May 22, 2020

Teen Births Once Again Fell Significantly

The teen birth rate in 2018 was less than half of what it was 10 years ago, according to figures just released.

The U.S. Centers for Disease Control and Prevention and the National Center for Health Statistics report that there were 179,871 births to mothers ages 15 to 19 in 2018, or 17 per 1,000 teens of that age range in the United States. In 2009, the figure was 38 per 1,000.

The drop from 2017 to 2018 was itself significant; the number of births in 2017 was 194,377, or 19 per 1,000 females. The reduction from 19 per 1,000 to 17 per 1,000 between those two years was the largest in percentage terms since 2013.

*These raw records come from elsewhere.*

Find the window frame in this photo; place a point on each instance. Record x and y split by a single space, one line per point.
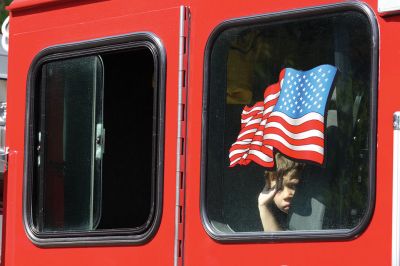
86 48
303 235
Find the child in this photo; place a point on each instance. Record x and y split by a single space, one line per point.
274 201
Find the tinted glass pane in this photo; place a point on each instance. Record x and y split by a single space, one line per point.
70 175
328 191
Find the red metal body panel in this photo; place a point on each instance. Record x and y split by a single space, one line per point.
373 247
49 23
70 24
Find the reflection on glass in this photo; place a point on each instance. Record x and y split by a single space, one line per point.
244 62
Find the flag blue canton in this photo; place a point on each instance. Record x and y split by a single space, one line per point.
303 92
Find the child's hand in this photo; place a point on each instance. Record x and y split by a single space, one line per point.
266 196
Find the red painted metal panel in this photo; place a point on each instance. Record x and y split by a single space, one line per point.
373 247
48 24
34 30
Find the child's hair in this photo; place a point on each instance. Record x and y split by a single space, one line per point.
283 167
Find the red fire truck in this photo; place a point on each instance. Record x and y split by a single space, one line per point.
202 133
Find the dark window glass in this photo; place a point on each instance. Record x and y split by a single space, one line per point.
96 142
244 61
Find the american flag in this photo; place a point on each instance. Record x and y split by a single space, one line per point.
291 119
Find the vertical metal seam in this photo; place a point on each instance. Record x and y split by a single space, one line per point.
180 151
396 195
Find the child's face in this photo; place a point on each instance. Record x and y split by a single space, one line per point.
284 197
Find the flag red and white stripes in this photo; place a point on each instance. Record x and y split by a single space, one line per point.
280 122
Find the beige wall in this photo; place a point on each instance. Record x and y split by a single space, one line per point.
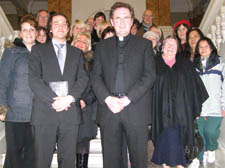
82 9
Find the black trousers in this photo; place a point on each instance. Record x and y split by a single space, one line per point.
124 150
46 137
113 131
19 145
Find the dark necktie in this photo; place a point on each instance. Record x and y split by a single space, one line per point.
60 56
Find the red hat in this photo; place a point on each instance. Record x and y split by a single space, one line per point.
181 22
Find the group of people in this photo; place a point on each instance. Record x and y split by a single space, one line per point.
121 75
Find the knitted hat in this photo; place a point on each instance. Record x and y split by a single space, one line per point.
181 22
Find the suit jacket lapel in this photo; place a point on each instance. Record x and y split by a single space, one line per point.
68 61
128 48
53 63
114 55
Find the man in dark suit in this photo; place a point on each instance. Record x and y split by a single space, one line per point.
123 74
57 78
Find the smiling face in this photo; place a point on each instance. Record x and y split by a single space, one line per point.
77 29
170 48
81 42
122 21
59 28
42 18
193 39
182 31
28 33
41 37
148 17
204 49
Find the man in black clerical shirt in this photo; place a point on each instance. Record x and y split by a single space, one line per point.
123 74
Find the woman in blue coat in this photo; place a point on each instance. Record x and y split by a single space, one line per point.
16 96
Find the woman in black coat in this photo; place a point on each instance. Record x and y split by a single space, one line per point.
177 98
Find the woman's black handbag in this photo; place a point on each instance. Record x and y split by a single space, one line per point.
192 151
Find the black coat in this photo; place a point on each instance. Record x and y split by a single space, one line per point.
44 68
88 128
139 74
177 97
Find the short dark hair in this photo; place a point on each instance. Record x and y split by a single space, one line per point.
99 14
107 30
136 22
209 41
28 18
50 21
42 10
121 5
188 49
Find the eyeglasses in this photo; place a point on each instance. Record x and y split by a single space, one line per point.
148 15
120 19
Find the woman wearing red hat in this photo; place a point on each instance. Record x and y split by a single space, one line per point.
180 29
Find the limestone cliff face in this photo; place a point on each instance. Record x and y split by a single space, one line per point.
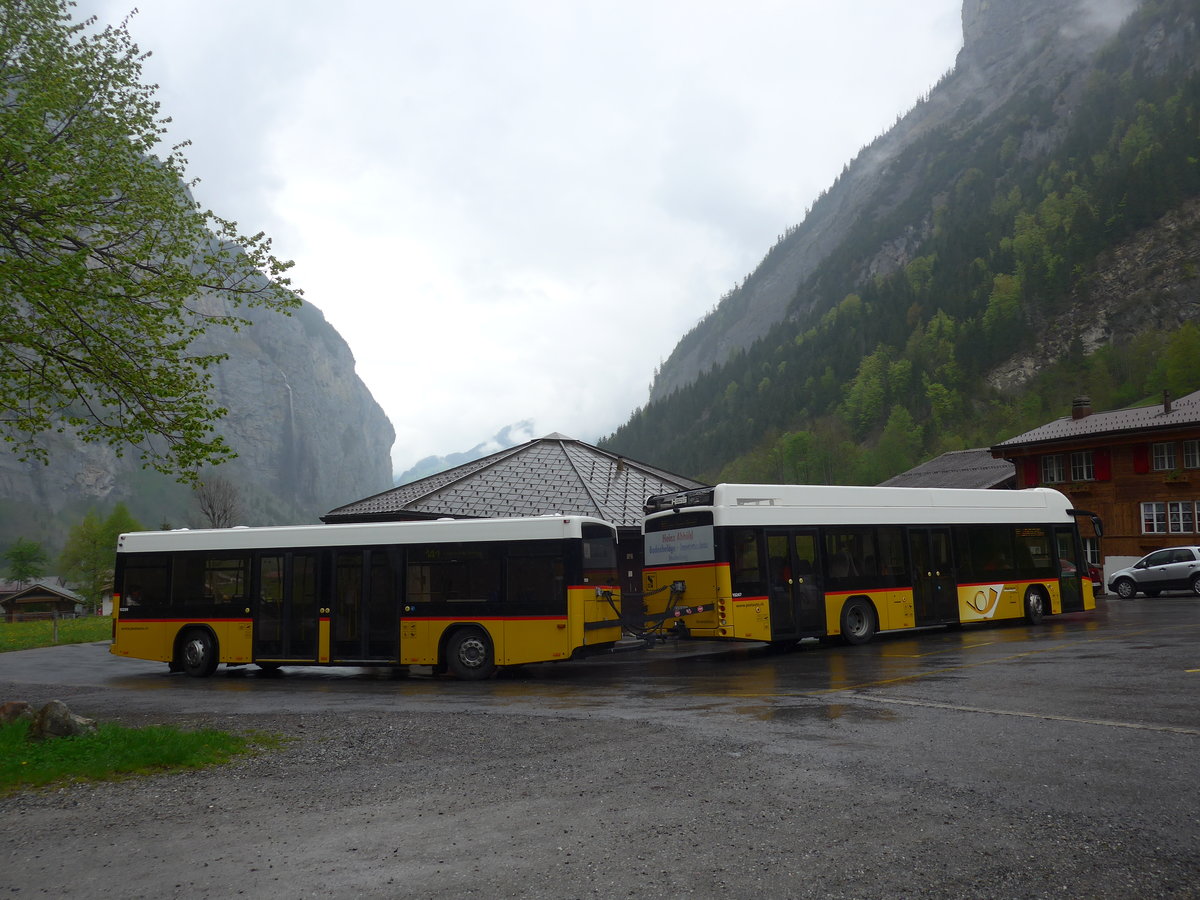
307 432
1009 47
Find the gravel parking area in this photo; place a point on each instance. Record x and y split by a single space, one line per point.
561 805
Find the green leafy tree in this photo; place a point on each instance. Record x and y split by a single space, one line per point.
27 561
108 269
87 561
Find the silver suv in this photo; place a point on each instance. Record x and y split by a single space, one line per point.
1171 569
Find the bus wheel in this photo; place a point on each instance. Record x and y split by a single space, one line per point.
857 621
469 654
1035 605
198 653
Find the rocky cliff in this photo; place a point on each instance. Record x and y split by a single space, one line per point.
1009 47
307 432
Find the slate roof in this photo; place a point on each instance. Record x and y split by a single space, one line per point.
12 591
1185 412
959 468
553 474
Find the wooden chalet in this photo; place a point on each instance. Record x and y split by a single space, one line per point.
21 601
1138 468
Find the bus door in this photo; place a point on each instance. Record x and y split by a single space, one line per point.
1072 569
797 599
935 589
286 607
365 615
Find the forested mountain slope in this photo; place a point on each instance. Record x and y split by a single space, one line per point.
1029 232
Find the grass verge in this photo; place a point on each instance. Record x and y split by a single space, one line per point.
28 635
114 751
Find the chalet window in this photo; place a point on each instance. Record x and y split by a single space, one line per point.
1192 454
1053 469
1153 519
1180 517
1083 467
1163 456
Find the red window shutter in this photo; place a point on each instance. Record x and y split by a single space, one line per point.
1031 473
1141 459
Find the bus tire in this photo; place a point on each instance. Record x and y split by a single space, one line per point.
469 654
857 621
198 653
1035 606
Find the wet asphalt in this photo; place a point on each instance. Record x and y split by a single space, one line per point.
1060 760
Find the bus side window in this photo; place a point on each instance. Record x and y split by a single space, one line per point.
745 563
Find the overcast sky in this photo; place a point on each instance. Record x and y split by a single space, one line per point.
515 209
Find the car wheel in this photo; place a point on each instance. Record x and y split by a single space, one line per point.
469 654
1035 606
857 621
198 653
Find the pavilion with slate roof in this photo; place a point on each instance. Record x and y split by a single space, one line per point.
550 475
958 468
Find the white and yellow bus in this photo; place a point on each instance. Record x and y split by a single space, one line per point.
465 595
780 563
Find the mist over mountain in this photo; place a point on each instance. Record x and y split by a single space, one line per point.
1026 231
508 436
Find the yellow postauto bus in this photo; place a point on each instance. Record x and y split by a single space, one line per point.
461 595
780 563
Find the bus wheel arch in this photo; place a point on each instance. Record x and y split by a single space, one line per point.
469 654
859 621
197 651
1036 604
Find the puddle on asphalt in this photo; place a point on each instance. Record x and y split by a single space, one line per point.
845 713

Most states saw teen birth rates drop

Between 2017 and 2018, the teen birth rate fell in every state except Maryland, Michigan, Missouri, New Hampshire, New Jersey, New York, North Dakota, Rhode Island and South Carolina; in each of those states, the rates held steady, although the state rate is already lower than the national rate in all of those except Missouri and South Carolina.

Teen births fell more dramatically in Puerto Rico between 2017 and 2018 than in any of the states, from 24 per 1,000 to 19 per 1,000.

Teen births are a key indicator of child well-being in the United States and are tracked in the KIDS COUNT Index found each year in the KIDS COUNT Data Book. Teens are at higher risk of delivering low birth-weight and preterm babies, and these children are more likely to be born into families with less educational opportunity and economic resources.